The United Nations, which brokered the May 1991 peace accords that paved the way for the elections, says the balloting generally was free and fair.

Angola’s 16-year civil war began almost immediately after it gained independence from Portugal in 1975. Cuba and the Soviet Union armed the Government, and the United States and South Africa backed the rebels.

The heaviest shooting today appeared to be around the Hotel Turismo, which is used as a base by the rebel group, known as Unita for its acronym in Portuguese. The Portuguese radio station T.S.F. reported that the hotel and a nearby police station were in flames.

Witnesses said machine guns, mortars, rocket-propelled grenades and heavier weapons were being used. They said mortar shells fired from the Miramar district, where the rebels have a garrison, were falling onto the city center and into Luanda Bay. Roadblocks Set Up

Hours earlier, the state radio broadcast appeals for people to stay home and keep children off the streets. Heavily armed police officers patrolled the city and set up roadblocks.

Fighting was reported to have claimed dozens of lives on Thursday and Friday in Luanda and in Huambo, which is Angola’s second-largest city and the rebels’ stronghold.

News reports in Lisbon said the Portuguese Government had sent frigate carrying 200 marines to the West African coast to prepare a possible evacuation of the some 40,000 Portuguese citizens in Angola.

The British Government told its nationals on Friday to leave Angola, and other countries have evacuated nonessential staff from their embassies.

The United Nations Security Council demanded an end to the clashes on Friday night and said any government imposed by force would not be recognized. Western diplomats said economic sanctions would be imposed if the rebels seized the Government.

[ Secretary General Boutros Boutros-Ghali issued a statement appealing to President Jose Eduardo dos Santos and Mr. Savimbi “to withdraw immediately their forces and to return them to the barracks.” He also urged a resumption of the talks. ]

The governing party of Mr. dos Santos began moving away from Communism as the cold war came to an end in the late 1980’s. In April 1990 the Government opened peace talks with the rebels.

The Cubans began pulling out in January 1989, and South Africa agreed to stop aiding the rebels.

After years of rivalry over the oil- and mineral-rich nation, the Soviet Union and United States joined with Portugal in mediating the talks that led to the peace accords signed by Mr. dos Santos and Mr. Savimbi in May 1991. rule ——————– U.S. ORDERS DEPARTURES

WASHINGTON, Oct. 31 (Special to The New York Times) — The State Department ordered all its nonessential employees to leave Angola today because of the fighting there.

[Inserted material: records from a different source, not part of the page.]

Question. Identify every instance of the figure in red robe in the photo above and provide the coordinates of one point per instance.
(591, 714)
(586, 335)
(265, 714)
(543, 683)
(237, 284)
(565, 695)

The department also urged American citizens to avoid traveling to Angola and advised those who were already there to leave as soon as possible.

The department said slightly fewer than 300 Americans were in Angola at the end of last month, when the country held its elections. It said it did not know how many Americans had since left, and it declined to say how many department employees were there.